During Portugal's golden age, the 15th and 16th centuries, the small Portuguese nation built an overseas empire that stretched halfway around the globe. Prince Henry the Navigator (Henrique Navegador, 1394–1460) laid the foundations of the empire. Among the leaders in overseas exploration were Bartholomeu Dias (1450?–1500), the first European to round the Cape of Good Hope; Vasco da Gama (1469–1524), who reached India and founded Portuguese India in 1498; and Pedro Alvares Cabral (1460?–1526), who took possession of Brazil for Portugal in 1500. Ferdinand Magellan (Fernão de Magalhães, 1480?–1521) led a Spanish expedition, the survivors of which were the first to sail around the world, although Magellan himself was killed after reaching the Philippines. Afonso de Albuquerque (1453–1515) was foremost among the builders of Portugal's Far Eastern empire.
Famous literary figures of the golden age include the historians Diogo do Couto (1542–1616) and João de Barros (1496–1570); Portugal's greatest writer, Luis Vas de Camões (1524?–80), the author of Os Lusiadas, the Portuguese national epic, and of lyric and dramatic poetry; the dramatists Gil Vicente (1465?–1537?) and Francisco de Sá de Miranda (1482–1558); the poets Bernardim Ribeiro (1482?–1552) and Diogo Bernardes (1532?–96?); and the travel writer Fernão Mendes Pinto (1509–83).

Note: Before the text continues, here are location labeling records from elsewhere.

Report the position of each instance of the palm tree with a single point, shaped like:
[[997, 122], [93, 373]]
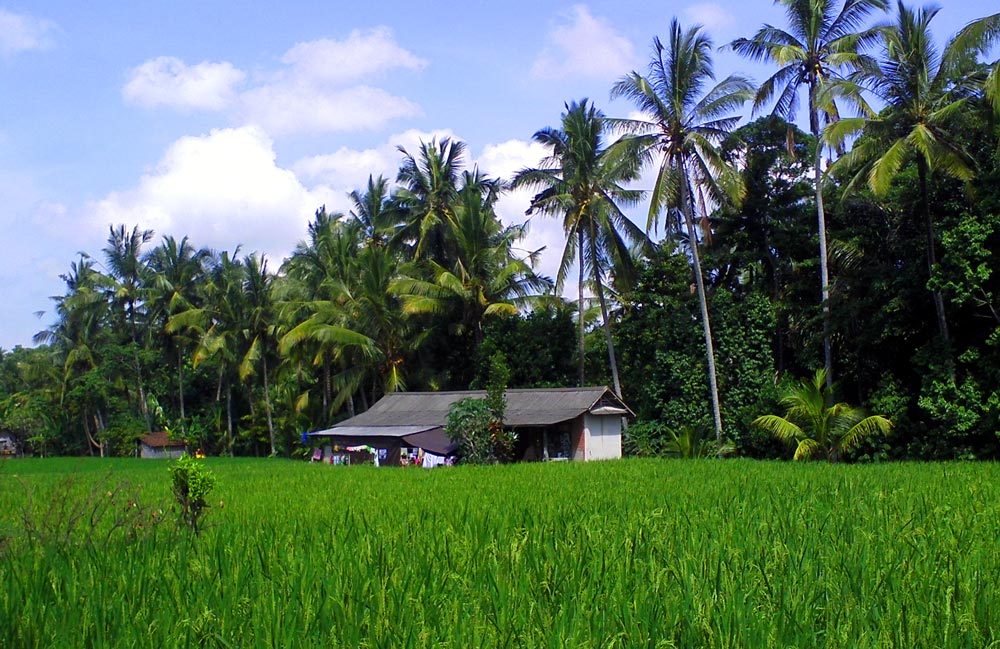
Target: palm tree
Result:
[[923, 90], [486, 278], [217, 325], [176, 275], [684, 128], [259, 330], [123, 258], [583, 181], [78, 336], [374, 212], [427, 195], [821, 426], [819, 45]]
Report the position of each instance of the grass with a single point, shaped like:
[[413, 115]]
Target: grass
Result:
[[630, 553]]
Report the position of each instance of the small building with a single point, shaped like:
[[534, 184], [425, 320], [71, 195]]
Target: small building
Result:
[[9, 446], [161, 446], [551, 423]]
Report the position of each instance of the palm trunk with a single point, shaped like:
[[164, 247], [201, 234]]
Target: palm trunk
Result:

Portugal's leading painter was Nuno Gonçalves (fl.1450–80).
Among the noted Portuguese of more recent times are Sebastião José de Carvalho e Mello, marquis de Pombal (1699–1782), the celebrated prime minister of King Joseph Emanuel (José Manuel, 1715–77); the novelists Camilo Castelo Branco, viscount of Correia-Botelho (1825–90), and José Maria Eça de Queiróz (1843–1900); the poets João Baptista da Silva Leitão, viscount of Almeida-Garrett (1799–1854), Antero Tarquinio de Quental (1842–91), João de Deus Nogueira Ramos (1830–96), Teófilo Braga (1843–1924), and Abilio Manuel Guerra Junqueiro (1850–1923); the satirist José Duarte Ramalho Ortigão (1836–1915); and the painter Domingos António de Sequeira (1768–1837). António Caetano de Abreu Freire Egas Moniz (1874–1955) won the Nobel Prize in physiology in 1949. António de Oliveira Salazar (1889–1970), prime minister for more than 30 years, was Portugal's best-known modern leader. Gen. (later Marshal) António Sebastião Ribeiro de Spínola (1910–96) played a key role in the revolution of April 1974. Gen. António dos Santos Ramalho Eanes (b.1935) became president in 1976 and was reelected in 1980. The main political leaders of the late 1970s and early 1980s were the Socialist Mário Alberto Nobre Lopes Soares (b.1924), prime minister in 1976–78 and 1983–85 and became president in 1986 and was reelected in 1991; Francisco Sá Carneiro (1934–80), a leader of the Social Democratic Party and prime minister in 1979–80.